I’ve already outlined my first objection – that the column isn’t the product of anonymous contributions as is claimed – and my second objection, that the column is poorly-researched, I’ll explain by way of elaborating on my comment on the ‘Exam Invigilator’ – you can read the original column here. This, as I mentioned in my retaliatory tweet, is outdated nonsense. The writer’s comment that ‘[t]his is the sharp end of the educational treadmill: three years of study distilled into a few hours of pure pressure’ refers to the kind of university finals that just don’t exist anymore – not outside of Oxford, Cambridge and possibly Durham anyway. Nowadays, most undergraduate programmes are assessed by means of appropriately weighted coursework submitted over a three-year period. And the invigilator’s final comment too is a piece of pure poppycock: he or she writes ‘[s]o am I a fan of exams as a method of assessment? Yes, sure. Without them, I wouldn’t have a job’. A moment’s thought is surely enough for most people to work out that no one can make a living as an exam invigilator. Exams take place once or twice a year and the pay for invigilators is minimal. I know this because I work in university administration and it’s part of my job to organise exam invigilators. They’re often PhD students looking to make few bob on the side – about sixteen quid, usually. I’d like to know how our Guardian Exam Invigilator survives for a whole year on just sixteen quid. My conclusion? This column is poorly-researched bollocks.

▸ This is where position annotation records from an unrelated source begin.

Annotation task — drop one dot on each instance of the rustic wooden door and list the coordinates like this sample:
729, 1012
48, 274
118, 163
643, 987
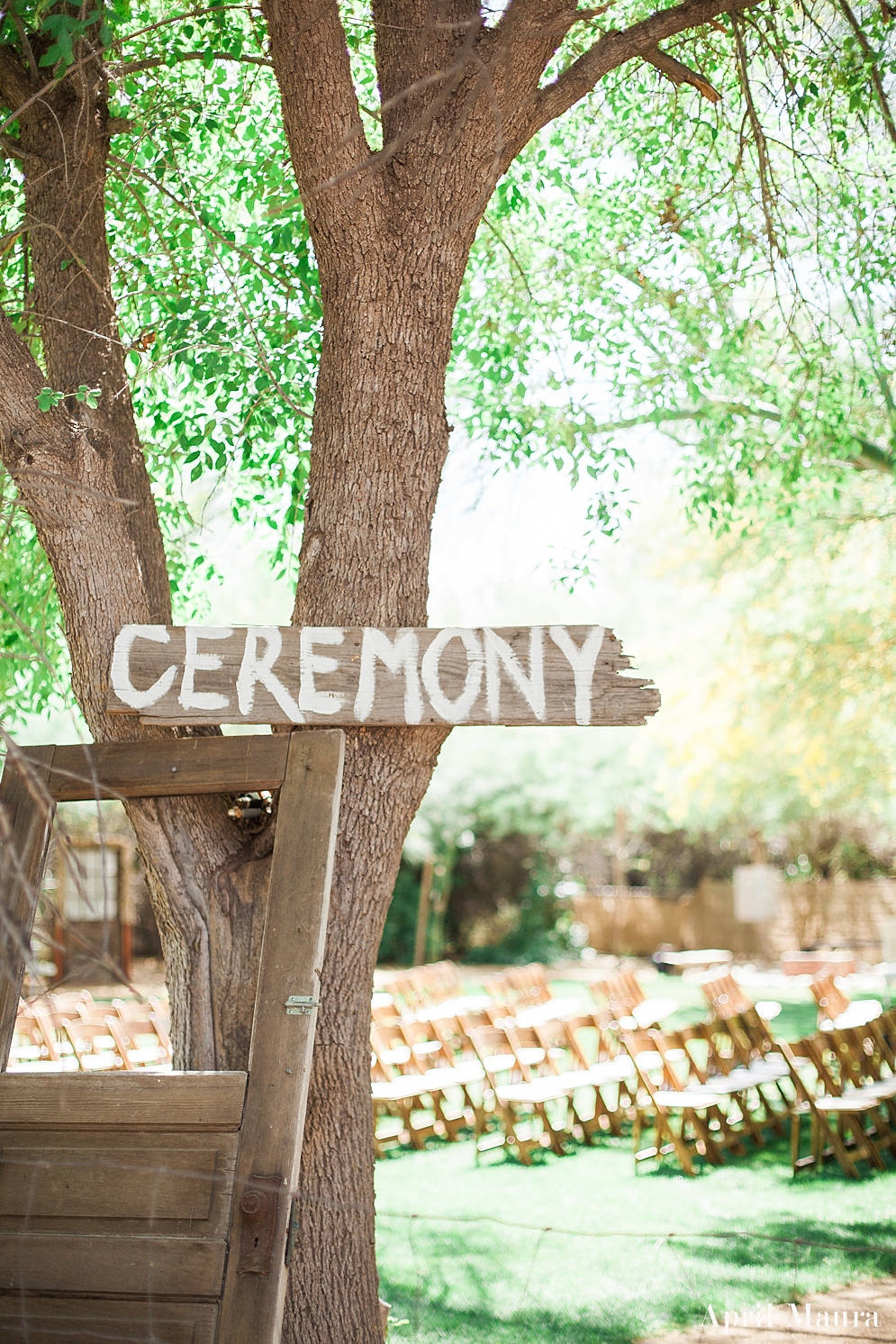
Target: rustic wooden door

But I haven’t finished yet. My third and – for now – final objection harks back to the question of stereotypes I mentioned earlier. The Guardian Weekend team seem to be on a mission to persuade readers not to judge people by the job they do. Nothing wrong with that – a person is not their job, after all. People do the work they do for all sorts of reasons. But if you could believe what you read in this magazine, you’d be led into thinking that every person in a job obviously considered menial by the Guardian Weekend editorial team is actually a university student just filling in time and earning a bit of pocket money. The shelf-stacker tells us that ‘[w]hen I hear you shout, “Oi you, over here” in my direction, I smile and put down the crate of bottles I’m unpacking. I’m thinking, at least I’m studying for a science degree and I’ll soon be out of here’, and the call centre worker joins in with ‘[t]he thing is, the job’s not bad, your stories make for good anecdotes, oh, and I’m going back to university next week’. Well, I have news for the editorial team. Some people do these jobs all the time – yes, all the time. Why are their voices not represented? You see, the column is headed with a definite, not an indefinite article: the shelf-stacker, the call centre worker, the supermarket delivery driver, the effect of which is to induce us to believe that the words which follow are representative of every single member of the profession in question and not just a single spotty student whiling away the summer months in Asda.

Clearly the Guardian wants us to replace the notion that people do certain jobs because they do not have a university degree with another equally damaging assumption that everyone is really a budding Stephen Hawking in the making. Surely someone, somewhere amongst the editorial team must have some idea how patronising this is. But I’m guessing that person isn’t the Little Miss Pert-Arsed Prissy Pants who ‘actually’-ed me.

By way of afterword, and plonking myself firmly in Hypocrite’s Corner, it’s only fair to point out how much I enjoyed the outpouring of venom from Guardian readers that greeted the GP’s Receptionist when it was her turn to contribute a column. The Letters page the following week was full of it. I was enormously cheered by this because I have in the past been reduced to sobbing down the phone when trying to reason with a cow-bag receptionist who ‘[found] it hard to care about a bladder infection’ and it was only when I threatened to go to A&E that the doctor intervened and made her give me an appointment. Yeah! Suck on that!